In most Western cultures, looking into someone’s eyes is seen as a sign of confidence and mutual respect. But what if looking into someone’s eyes is so deeply uncomfortable it causes you mental or physical anguish? What if you just can’t do it? Recent studies of people on the autistic spectrum have shown that due to different neural wiring this is often the case. Western society has placed a premium on something that is exceedingly difficult for a significant percentage of the population.
In Japan, not looking someone in the eye is a sign of respect in many contexts.
Does it have to be this way? I don’t know.
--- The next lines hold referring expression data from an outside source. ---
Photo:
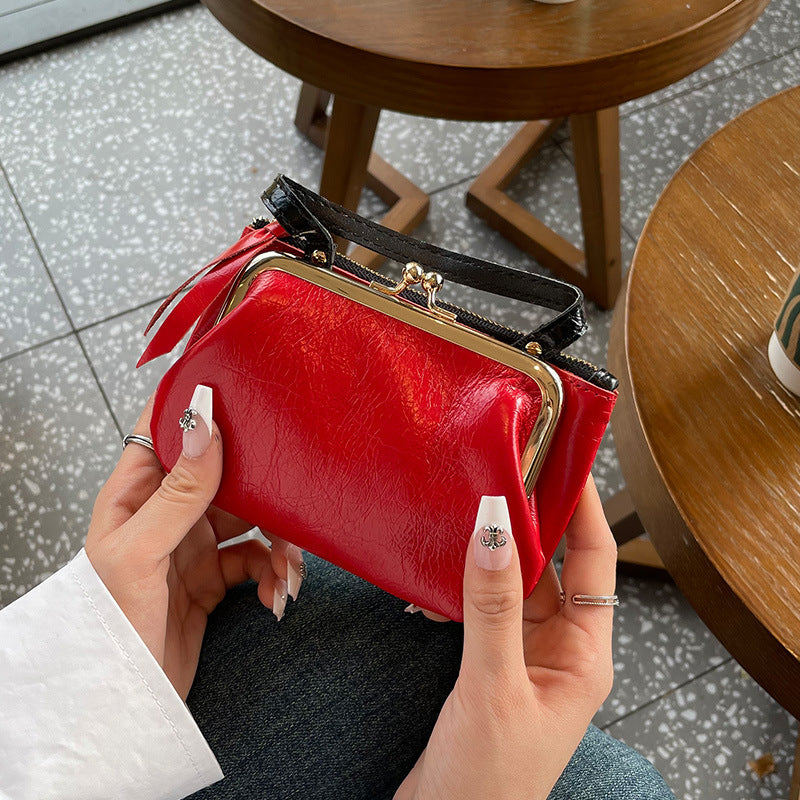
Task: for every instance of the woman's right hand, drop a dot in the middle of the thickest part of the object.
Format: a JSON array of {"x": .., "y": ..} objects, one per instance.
[{"x": 533, "y": 672}]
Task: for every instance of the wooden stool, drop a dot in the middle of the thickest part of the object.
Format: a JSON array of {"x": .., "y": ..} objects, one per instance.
[{"x": 454, "y": 60}]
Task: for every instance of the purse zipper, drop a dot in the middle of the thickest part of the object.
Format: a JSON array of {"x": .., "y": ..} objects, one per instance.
[{"x": 577, "y": 366}]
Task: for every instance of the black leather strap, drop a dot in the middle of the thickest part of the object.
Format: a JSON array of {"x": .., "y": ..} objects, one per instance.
[{"x": 312, "y": 220}]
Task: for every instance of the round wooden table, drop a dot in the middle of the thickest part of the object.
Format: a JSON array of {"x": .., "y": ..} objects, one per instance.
[
  {"x": 505, "y": 60},
  {"x": 708, "y": 440}
]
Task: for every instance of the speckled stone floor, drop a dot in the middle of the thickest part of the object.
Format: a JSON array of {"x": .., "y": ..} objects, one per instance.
[{"x": 128, "y": 159}]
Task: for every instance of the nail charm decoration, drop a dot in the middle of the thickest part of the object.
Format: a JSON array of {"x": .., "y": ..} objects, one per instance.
[
  {"x": 495, "y": 538},
  {"x": 187, "y": 421}
]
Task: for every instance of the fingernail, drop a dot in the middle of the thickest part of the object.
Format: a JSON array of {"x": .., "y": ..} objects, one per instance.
[
  {"x": 491, "y": 542},
  {"x": 196, "y": 422},
  {"x": 279, "y": 598},
  {"x": 295, "y": 570}
]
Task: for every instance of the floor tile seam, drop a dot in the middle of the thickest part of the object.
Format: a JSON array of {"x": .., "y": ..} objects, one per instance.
[
  {"x": 117, "y": 314},
  {"x": 36, "y": 346},
  {"x": 654, "y": 700},
  {"x": 705, "y": 84},
  {"x": 100, "y": 386},
  {"x": 60, "y": 299},
  {"x": 37, "y": 247}
]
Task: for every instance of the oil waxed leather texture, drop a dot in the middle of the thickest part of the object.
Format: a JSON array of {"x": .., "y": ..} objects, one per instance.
[{"x": 370, "y": 442}]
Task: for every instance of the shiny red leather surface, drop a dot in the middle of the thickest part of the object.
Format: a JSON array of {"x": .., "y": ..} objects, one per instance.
[{"x": 369, "y": 442}]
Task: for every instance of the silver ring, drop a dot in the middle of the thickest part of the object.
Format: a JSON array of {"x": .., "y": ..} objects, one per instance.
[
  {"x": 595, "y": 599},
  {"x": 135, "y": 438}
]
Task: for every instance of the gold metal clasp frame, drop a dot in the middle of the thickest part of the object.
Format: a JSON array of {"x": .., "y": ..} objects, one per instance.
[{"x": 385, "y": 301}]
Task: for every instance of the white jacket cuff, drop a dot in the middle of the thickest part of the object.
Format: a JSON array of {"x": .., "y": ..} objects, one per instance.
[{"x": 86, "y": 709}]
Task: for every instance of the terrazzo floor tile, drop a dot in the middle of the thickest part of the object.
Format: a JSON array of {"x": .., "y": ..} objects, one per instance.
[
  {"x": 775, "y": 33},
  {"x": 655, "y": 142},
  {"x": 114, "y": 348},
  {"x": 702, "y": 736},
  {"x": 136, "y": 153},
  {"x": 659, "y": 644},
  {"x": 29, "y": 308},
  {"x": 59, "y": 444}
]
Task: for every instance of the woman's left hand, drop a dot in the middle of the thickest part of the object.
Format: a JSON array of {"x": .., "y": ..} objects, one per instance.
[{"x": 153, "y": 541}]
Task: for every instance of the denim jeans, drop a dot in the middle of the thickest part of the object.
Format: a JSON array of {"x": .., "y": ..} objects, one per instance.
[{"x": 338, "y": 699}]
In Japan for example, not looking someone in the eye is a sign of respect in many contexts. One of my clearest memories of Japan is sitting on a crowded subway, but feeling so calm because no one was trying to catch my eye, no one was looking at me.
I owe it to my son Elisha to find a pathway for him that grants him a happy childhood, but one that also challenges him without scarring him, without forcing him to look into someone’s eyes if it hurts him. This is such a difficult needle to thread.
What if I am destined to fail with Elisha? I don’t know if this is a battle I am going to win, and it is such an important battle. But fighting the good fight is important in and of itself. It strengthens our resolve to try the next hard thing, and sometimes we will succeed, I believe this with all my heart.